South Korea open their 2026 World Cup campaign against Czechia on Thursday night in Zapopan, starting a Group A match that could quickly shape the standings at Estadio Guadalajara. The second game of the opening day kicks off at 8pm local time, or 02:00 GMT on Friday.
For South Korea, this is the first step in another tournament run that already carries expectations. They arrive as the world's 25th-ranked side, Asia's most successful team at the World Cup and former semifinalists, while Czechia come in ranked 40th and back at the finals after a 20-year absence.
That gap in ranking does not make the fixture straightforward. South Korea may be favoured, but Czechia have already shown they can survive pressure on the road to the tournament, reaching the finals through dramatic penalty shootout wins in UEFA qualifying. In a group that also includes cohosts Mexico and South Africa, an opening result matters beyond the two teams on the field.

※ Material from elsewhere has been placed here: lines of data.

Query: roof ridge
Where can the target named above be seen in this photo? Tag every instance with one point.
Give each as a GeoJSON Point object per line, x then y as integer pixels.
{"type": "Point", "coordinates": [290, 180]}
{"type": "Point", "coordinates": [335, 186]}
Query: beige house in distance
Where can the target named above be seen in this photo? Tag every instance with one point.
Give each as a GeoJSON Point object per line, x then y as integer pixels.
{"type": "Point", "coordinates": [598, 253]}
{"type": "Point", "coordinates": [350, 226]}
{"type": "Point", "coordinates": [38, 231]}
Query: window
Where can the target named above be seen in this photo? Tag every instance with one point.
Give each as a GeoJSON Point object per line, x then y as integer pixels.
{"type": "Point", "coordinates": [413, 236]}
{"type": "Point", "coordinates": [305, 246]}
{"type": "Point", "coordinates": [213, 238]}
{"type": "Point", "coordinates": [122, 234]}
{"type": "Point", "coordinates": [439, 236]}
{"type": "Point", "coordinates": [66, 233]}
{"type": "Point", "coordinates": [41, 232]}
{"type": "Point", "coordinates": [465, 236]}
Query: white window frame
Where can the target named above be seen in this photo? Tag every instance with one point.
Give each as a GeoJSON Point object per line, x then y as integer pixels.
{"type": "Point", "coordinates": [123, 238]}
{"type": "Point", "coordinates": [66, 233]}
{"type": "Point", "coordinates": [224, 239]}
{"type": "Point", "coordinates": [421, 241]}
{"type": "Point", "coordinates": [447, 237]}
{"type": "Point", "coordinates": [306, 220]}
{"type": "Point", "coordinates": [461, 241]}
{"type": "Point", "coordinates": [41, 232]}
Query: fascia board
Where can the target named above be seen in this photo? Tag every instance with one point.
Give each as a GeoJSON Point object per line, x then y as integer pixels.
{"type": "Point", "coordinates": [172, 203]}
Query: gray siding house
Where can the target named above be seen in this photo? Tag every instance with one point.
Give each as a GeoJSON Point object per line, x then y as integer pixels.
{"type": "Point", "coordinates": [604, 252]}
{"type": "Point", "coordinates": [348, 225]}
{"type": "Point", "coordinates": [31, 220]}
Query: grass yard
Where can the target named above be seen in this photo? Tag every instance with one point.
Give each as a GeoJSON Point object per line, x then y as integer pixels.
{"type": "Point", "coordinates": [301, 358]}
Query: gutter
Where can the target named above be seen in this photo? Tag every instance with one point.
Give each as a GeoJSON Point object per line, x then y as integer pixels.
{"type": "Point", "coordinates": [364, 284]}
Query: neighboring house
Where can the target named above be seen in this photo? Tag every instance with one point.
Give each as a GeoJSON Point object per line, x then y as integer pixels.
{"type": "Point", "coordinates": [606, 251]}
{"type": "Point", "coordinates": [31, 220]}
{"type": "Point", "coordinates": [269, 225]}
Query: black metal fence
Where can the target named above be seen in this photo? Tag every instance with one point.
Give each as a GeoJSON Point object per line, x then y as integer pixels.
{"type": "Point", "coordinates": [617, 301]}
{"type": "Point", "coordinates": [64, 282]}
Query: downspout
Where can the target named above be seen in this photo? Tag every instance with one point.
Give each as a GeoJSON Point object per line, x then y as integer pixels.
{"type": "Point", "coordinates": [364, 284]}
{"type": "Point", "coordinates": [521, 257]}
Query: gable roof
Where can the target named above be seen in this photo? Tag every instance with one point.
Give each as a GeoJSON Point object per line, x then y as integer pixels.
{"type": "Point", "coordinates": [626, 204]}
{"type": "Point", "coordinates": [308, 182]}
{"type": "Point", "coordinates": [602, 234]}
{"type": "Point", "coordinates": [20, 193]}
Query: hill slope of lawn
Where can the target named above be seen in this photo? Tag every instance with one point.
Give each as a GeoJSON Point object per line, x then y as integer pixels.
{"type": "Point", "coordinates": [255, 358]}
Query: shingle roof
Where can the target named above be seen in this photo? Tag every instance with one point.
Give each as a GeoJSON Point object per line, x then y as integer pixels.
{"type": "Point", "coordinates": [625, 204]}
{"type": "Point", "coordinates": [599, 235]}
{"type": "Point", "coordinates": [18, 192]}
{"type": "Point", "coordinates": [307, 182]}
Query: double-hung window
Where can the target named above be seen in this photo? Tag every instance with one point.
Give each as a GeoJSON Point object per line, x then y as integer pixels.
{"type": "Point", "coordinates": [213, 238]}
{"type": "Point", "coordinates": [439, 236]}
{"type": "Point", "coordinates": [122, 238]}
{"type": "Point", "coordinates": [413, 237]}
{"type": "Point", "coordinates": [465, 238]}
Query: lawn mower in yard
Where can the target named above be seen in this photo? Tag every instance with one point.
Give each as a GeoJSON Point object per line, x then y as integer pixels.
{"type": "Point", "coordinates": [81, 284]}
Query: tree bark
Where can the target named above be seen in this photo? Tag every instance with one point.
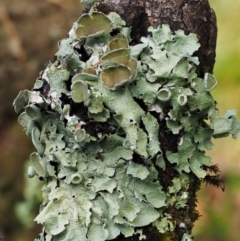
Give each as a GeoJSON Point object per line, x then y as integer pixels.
{"type": "Point", "coordinates": [192, 16]}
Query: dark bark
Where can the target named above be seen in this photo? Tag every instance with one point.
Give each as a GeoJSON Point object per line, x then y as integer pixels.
{"type": "Point", "coordinates": [192, 16]}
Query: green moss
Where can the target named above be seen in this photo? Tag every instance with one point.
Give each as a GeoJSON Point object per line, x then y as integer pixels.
{"type": "Point", "coordinates": [121, 133]}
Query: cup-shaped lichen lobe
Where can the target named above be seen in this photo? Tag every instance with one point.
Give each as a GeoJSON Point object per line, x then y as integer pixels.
{"type": "Point", "coordinates": [120, 135]}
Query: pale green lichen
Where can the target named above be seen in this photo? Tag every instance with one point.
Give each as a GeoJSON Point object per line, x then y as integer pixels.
{"type": "Point", "coordinates": [102, 103]}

Hwang Hee-chan is one of the figures carrying that burden. The 29-year-old forward will be appearing at his third World Cup after his stoppage-time winner against Portugal in 2022 sent South Korea into the knockout rounds, and he has said he is working for another moment like that. After scoring twice in a recent friendly, he goes into the opener with the kind of form South Korea will want beside Son Heung-min.

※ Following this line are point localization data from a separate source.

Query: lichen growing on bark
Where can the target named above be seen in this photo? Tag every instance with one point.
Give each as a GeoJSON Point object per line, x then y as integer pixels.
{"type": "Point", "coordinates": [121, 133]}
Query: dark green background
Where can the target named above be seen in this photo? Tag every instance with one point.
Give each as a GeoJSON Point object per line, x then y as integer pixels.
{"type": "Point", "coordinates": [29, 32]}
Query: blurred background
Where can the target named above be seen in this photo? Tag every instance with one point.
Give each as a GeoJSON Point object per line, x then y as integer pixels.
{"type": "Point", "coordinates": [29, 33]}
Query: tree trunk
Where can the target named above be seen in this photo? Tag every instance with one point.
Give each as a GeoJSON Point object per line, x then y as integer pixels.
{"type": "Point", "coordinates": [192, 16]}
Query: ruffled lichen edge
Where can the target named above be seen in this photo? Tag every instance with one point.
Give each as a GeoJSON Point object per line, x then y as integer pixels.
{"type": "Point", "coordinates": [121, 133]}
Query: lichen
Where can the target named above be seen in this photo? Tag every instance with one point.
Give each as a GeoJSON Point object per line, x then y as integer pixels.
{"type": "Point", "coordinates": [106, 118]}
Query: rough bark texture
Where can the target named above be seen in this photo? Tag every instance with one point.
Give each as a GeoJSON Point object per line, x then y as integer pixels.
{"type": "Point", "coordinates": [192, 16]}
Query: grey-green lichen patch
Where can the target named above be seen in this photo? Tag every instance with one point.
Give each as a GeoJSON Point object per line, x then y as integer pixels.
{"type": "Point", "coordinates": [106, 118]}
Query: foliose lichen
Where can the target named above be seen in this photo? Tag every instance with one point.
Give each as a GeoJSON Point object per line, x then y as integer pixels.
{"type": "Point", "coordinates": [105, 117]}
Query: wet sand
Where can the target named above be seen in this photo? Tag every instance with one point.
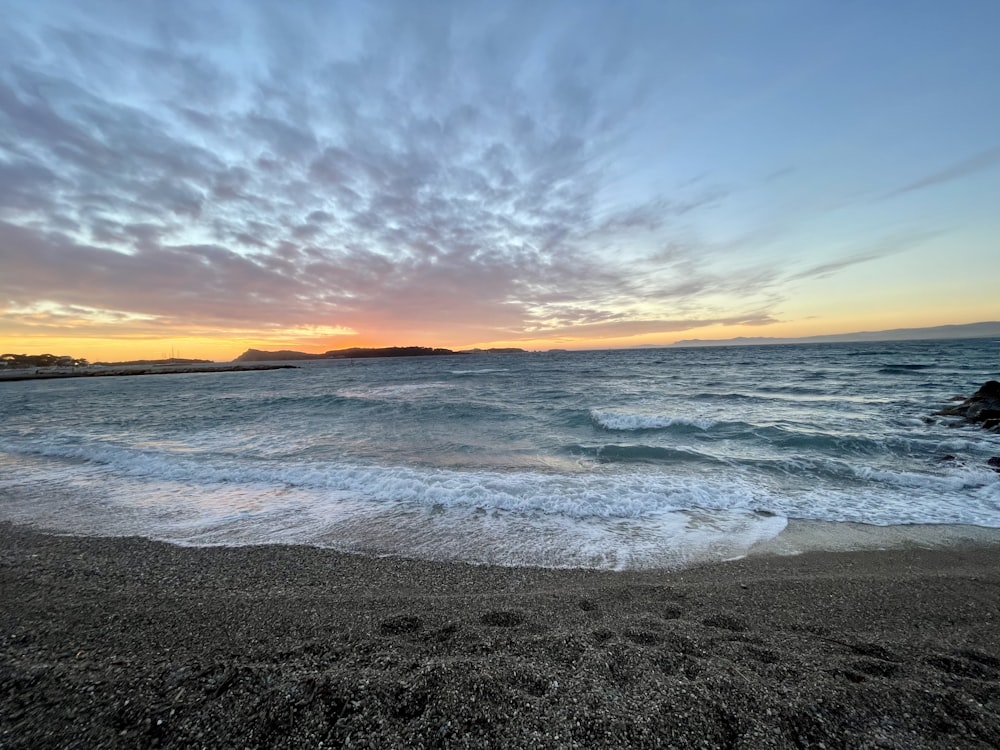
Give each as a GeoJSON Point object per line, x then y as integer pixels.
{"type": "Point", "coordinates": [133, 643]}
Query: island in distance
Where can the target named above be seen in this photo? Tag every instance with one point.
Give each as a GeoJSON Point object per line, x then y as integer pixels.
{"type": "Point", "coordinates": [287, 355]}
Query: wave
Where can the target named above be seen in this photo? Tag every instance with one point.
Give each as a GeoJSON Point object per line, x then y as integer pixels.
{"type": "Point", "coordinates": [579, 495]}
{"type": "Point", "coordinates": [640, 454]}
{"type": "Point", "coordinates": [631, 422]}
{"type": "Point", "coordinates": [904, 369]}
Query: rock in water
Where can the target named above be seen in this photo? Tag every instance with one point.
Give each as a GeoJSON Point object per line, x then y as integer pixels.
{"type": "Point", "coordinates": [981, 408]}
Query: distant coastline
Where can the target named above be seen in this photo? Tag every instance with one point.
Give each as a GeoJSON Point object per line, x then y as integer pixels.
{"type": "Point", "coordinates": [10, 375]}
{"type": "Point", "coordinates": [966, 331]}
{"type": "Point", "coordinates": [287, 355]}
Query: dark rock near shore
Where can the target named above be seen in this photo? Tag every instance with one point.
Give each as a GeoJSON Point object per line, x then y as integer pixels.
{"type": "Point", "coordinates": [981, 408]}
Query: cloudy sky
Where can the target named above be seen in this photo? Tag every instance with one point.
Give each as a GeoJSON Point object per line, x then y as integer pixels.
{"type": "Point", "coordinates": [207, 177]}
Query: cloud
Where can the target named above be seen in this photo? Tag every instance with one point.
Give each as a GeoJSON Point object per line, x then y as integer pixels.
{"type": "Point", "coordinates": [975, 163]}
{"type": "Point", "coordinates": [884, 248]}
{"type": "Point", "coordinates": [443, 171]}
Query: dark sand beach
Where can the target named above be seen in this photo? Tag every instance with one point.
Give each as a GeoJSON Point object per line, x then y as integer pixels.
{"type": "Point", "coordinates": [133, 643]}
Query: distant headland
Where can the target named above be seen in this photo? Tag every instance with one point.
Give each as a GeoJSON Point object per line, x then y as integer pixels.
{"type": "Point", "coordinates": [287, 355]}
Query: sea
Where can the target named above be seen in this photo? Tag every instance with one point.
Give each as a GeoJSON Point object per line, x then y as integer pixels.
{"type": "Point", "coordinates": [641, 458]}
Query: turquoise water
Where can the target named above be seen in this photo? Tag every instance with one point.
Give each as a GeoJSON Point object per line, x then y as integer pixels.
{"type": "Point", "coordinates": [637, 458]}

Son, 33, is set for his fourth appearance at the finals and arrives in Mexico as a former Tottenham winger now playing club football for Los Angeles FC. South Korea still have the more familiar World Cup record — they reached the last 16 in 2022 — but Czechia bring their own history, with runner-up finishes as Czechoslovakia in 1934 and 1962, then only four World Cup appearances since. Their only previous trip beyond the group stage in that span was a quarterfinal run in 1990.
Miroslav Koubek, appointed in December 2025, has put together a side that mixes experience and threat. Patrik Schick, the Bayer Leverkusen striker and Euro 2020 joint top scorer, is the obvious finishing option, while Hoffenheim's Adam Hlozek, West Ham midfielder Tomas Soucek, 35-year-old Vladimir Darida and the two-metre Slavia Prague striker Tomas Chory give Czechia enough size and directness to trouble a top-ranked opponent.
The match in Guadalajara is South Korea's opener, but it is also the kind of first test that can sharpen a group before Mexico and South Africa arrive in the picture. For Hwang, the memory of Portugal still hangs over the tournament. For both teams, Thursday is where the campaign begins for real.